A little before we found out about the pregnancy, we had considered breaking up. Maybe it will come as a shock to learn that the reason for our fights had been the dilemma of whether or not to have a dog. At first she wanted one, but I thought it was too much responsibility. Then I was the one who wanted it and she argued we were fine as we were, that we had to establish ourselves as a couple before getting a dog.
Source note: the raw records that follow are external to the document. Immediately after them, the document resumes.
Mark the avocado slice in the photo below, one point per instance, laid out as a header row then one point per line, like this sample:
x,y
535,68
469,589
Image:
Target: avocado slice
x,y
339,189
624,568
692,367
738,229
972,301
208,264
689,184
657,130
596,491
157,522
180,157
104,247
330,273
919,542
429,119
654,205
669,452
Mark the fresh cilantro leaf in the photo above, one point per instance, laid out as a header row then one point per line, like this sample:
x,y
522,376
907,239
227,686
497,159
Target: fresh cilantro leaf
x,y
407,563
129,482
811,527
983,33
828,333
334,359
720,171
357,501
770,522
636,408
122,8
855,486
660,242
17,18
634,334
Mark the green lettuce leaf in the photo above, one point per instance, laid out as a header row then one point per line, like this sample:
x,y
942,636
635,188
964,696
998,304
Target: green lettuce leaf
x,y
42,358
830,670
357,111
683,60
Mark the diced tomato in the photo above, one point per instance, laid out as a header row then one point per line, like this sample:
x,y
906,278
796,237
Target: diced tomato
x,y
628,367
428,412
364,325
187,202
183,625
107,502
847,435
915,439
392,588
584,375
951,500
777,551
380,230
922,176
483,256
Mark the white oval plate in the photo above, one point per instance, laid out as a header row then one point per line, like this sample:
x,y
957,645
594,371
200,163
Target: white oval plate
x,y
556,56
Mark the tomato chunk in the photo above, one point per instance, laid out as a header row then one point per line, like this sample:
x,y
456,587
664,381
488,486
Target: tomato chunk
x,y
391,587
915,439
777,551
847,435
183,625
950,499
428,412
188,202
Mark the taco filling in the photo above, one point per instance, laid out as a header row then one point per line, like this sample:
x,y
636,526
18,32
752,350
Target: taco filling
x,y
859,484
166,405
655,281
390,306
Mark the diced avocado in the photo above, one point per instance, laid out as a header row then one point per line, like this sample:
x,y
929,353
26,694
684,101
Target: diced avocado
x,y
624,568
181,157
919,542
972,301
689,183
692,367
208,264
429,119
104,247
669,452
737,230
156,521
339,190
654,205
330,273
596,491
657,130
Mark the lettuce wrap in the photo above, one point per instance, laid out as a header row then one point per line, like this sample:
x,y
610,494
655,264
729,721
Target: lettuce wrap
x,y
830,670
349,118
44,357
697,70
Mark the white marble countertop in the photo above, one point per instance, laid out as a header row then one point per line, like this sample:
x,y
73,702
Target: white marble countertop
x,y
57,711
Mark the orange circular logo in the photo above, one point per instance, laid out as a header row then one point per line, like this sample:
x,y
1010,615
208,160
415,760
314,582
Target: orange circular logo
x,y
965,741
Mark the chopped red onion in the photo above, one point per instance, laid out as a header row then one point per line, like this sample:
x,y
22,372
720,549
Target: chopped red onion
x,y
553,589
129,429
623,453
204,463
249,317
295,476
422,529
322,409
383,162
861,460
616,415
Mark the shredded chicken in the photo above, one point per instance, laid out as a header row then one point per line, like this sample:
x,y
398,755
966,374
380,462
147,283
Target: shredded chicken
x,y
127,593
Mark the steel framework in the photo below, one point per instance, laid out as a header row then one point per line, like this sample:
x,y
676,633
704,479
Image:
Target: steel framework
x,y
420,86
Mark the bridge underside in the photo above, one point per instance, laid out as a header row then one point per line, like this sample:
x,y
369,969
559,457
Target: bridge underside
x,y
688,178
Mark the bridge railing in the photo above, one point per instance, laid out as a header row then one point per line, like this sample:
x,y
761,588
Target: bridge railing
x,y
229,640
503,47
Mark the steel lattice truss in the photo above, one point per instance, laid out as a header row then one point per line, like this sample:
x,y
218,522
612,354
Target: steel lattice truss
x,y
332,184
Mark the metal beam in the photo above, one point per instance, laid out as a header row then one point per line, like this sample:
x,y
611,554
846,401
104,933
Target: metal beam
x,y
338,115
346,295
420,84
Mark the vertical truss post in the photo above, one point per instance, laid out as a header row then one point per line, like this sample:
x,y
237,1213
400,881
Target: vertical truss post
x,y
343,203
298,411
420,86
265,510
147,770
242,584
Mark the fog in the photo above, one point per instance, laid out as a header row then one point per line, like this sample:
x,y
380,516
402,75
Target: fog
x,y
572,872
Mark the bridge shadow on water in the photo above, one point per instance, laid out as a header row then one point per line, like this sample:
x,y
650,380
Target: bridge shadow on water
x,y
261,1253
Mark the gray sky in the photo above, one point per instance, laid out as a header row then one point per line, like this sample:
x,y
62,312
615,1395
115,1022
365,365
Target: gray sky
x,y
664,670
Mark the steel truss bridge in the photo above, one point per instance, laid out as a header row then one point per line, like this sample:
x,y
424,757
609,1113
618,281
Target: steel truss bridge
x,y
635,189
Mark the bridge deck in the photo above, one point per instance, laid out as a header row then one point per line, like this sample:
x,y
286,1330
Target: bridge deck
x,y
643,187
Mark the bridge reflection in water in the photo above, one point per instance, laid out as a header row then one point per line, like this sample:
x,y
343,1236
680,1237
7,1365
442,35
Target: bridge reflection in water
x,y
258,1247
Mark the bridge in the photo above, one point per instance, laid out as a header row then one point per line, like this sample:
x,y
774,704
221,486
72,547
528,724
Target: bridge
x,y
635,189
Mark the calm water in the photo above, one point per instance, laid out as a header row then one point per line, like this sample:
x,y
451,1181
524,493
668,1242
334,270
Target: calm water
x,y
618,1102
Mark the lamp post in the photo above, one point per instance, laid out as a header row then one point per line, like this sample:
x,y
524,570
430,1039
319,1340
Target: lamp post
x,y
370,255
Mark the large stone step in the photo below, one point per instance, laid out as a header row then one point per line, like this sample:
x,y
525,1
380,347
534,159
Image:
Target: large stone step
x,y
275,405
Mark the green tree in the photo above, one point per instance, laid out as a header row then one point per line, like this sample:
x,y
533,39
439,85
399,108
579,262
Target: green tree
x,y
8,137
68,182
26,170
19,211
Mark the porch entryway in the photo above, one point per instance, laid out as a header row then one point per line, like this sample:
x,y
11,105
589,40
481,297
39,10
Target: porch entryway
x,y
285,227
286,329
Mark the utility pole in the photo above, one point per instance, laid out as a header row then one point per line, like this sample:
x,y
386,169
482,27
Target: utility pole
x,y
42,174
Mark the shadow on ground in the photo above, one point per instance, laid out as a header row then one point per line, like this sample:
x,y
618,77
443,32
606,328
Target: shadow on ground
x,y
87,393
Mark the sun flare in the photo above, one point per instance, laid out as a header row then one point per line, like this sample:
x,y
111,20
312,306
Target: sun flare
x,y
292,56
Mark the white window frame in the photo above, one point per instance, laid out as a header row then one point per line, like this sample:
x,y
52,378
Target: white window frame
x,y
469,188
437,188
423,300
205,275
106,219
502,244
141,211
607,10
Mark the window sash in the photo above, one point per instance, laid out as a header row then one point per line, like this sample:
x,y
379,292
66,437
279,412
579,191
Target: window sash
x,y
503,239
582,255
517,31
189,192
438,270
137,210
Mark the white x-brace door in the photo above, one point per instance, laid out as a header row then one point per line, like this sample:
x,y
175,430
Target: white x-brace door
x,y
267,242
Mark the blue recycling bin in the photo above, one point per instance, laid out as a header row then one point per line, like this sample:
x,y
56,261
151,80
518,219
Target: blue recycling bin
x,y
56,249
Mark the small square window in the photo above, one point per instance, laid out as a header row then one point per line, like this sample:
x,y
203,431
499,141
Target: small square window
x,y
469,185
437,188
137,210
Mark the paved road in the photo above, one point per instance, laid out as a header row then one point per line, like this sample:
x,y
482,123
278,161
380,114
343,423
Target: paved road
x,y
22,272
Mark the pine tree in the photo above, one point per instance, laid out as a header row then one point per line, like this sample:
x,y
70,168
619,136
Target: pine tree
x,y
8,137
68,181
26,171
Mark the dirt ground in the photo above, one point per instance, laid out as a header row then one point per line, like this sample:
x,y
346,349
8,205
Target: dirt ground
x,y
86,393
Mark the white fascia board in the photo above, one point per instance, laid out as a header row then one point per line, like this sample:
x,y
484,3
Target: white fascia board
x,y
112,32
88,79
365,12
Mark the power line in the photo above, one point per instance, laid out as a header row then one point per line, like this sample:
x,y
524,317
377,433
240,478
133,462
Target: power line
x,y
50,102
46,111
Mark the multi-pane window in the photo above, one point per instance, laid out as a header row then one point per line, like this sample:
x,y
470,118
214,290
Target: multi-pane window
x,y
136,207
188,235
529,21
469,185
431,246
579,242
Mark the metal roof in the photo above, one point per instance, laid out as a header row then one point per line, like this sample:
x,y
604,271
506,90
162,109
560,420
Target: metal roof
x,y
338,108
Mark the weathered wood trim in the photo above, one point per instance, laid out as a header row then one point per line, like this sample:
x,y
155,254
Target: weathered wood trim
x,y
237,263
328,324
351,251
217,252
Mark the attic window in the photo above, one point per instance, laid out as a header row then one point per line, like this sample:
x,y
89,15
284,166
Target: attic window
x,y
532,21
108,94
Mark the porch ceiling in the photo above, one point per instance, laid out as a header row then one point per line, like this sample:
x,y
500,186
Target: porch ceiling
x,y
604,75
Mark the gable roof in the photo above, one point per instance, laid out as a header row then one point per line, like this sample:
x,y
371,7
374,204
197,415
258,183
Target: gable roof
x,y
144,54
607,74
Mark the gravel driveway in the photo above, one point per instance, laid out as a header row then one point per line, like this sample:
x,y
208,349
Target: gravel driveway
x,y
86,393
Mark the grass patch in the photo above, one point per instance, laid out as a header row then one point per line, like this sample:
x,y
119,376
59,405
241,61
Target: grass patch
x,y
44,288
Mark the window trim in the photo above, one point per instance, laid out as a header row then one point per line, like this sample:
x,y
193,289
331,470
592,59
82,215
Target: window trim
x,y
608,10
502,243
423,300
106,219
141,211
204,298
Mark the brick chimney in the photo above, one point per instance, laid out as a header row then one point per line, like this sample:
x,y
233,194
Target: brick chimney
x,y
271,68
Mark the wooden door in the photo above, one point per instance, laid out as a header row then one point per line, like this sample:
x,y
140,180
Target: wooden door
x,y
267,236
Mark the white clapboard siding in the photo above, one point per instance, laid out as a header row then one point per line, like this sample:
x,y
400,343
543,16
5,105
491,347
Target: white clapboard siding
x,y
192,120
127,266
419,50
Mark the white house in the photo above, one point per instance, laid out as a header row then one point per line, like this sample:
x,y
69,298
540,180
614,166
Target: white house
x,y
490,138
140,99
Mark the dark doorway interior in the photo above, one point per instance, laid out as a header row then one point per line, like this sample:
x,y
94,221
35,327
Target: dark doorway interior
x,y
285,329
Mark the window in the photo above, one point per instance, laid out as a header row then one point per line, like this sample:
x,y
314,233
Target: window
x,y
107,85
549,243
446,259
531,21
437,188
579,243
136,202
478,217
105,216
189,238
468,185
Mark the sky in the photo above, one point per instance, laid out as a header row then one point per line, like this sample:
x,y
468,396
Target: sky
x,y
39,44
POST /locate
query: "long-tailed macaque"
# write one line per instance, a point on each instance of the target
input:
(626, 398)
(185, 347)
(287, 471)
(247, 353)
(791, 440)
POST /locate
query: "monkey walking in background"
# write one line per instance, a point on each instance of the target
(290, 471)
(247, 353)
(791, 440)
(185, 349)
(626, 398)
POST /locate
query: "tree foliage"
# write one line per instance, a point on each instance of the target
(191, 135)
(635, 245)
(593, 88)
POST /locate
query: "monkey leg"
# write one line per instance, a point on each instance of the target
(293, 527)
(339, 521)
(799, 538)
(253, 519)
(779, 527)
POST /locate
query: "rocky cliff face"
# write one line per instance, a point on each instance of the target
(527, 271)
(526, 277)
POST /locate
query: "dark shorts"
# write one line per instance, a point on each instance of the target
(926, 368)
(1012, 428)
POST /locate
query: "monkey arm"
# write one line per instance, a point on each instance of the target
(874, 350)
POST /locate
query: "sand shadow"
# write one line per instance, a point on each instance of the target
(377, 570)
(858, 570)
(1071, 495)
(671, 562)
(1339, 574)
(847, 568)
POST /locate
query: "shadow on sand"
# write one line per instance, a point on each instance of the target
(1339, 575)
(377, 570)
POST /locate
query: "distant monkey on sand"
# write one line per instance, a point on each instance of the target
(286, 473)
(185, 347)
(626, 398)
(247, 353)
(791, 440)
In the end we agreed: we weren’t sure we’d be able to take good care of it, or would have the patience and discipline necessary to take it for walks every day, be sure its dish was always full of food, apply flea repellent every month.
We thought we were too young to take on the responsibility of a dog, but we weren’t really so young: I was twenty-four, same as your mother. At that age, my father already had two children. The younger one, four years old, was me. But in my generation — I know you hate that word — having children was something we only began to think about at thirty or thirty-five, if we ever started thinking about it. Anyway, I don’t know if it’s any consolation, but when we found out about the pregnancy we never considered the possibility of an abortion. I mean, we thought about it, we asked about prices at clandestine clinics, we even went to one of them, but we didn’t seriously consider it. It would be inexact to say that we changed our minds, because, as I’ve said, it was one idea among many, but it wasn’t the primary one.
The day you were born was the happiest day of my life, but I was so nervous I don’t know if happiness is really the best word to describe what I felt. I think it is my obligation to tell you, in spite of the absolute love I have always felt for you, in spite of how much you have brightened my life, and I assume your mother’s as well — I haven’t seen her in around ten years now, but I’m sure that for her as well, you have been a constant source of happiness — in spite of all that, I have to tell you that during the eighteen years you’ve now been alive, I’ve never stopped wondering what my life would have been like if you had never been born.
It’s an overwhelming thought, an exit that leads to the darkest of nights, to the most complete blackness, but also to shadow and sometimes, slowly, toward something like a clearing in the woods. These fantasies are normal, but it’s not so common for parents to confess them. For example, over the years I have thought thousands of times that if you hadn’t been born I would have needed less money, or could have disappeared for weeks on end without worrying about anyone. I could have prolonged my youth for several more years. I could have even killed myself. I mean, the first consequence of your birth was that from then on, I could never kill myself. When some friend of mine who doesn’t have kids talks to me about his little wounds where, after languidly digging around in them, he’s found infinite desperation and anguish, I don’t say what I really think, which is this: Why don’t you just kill yourself?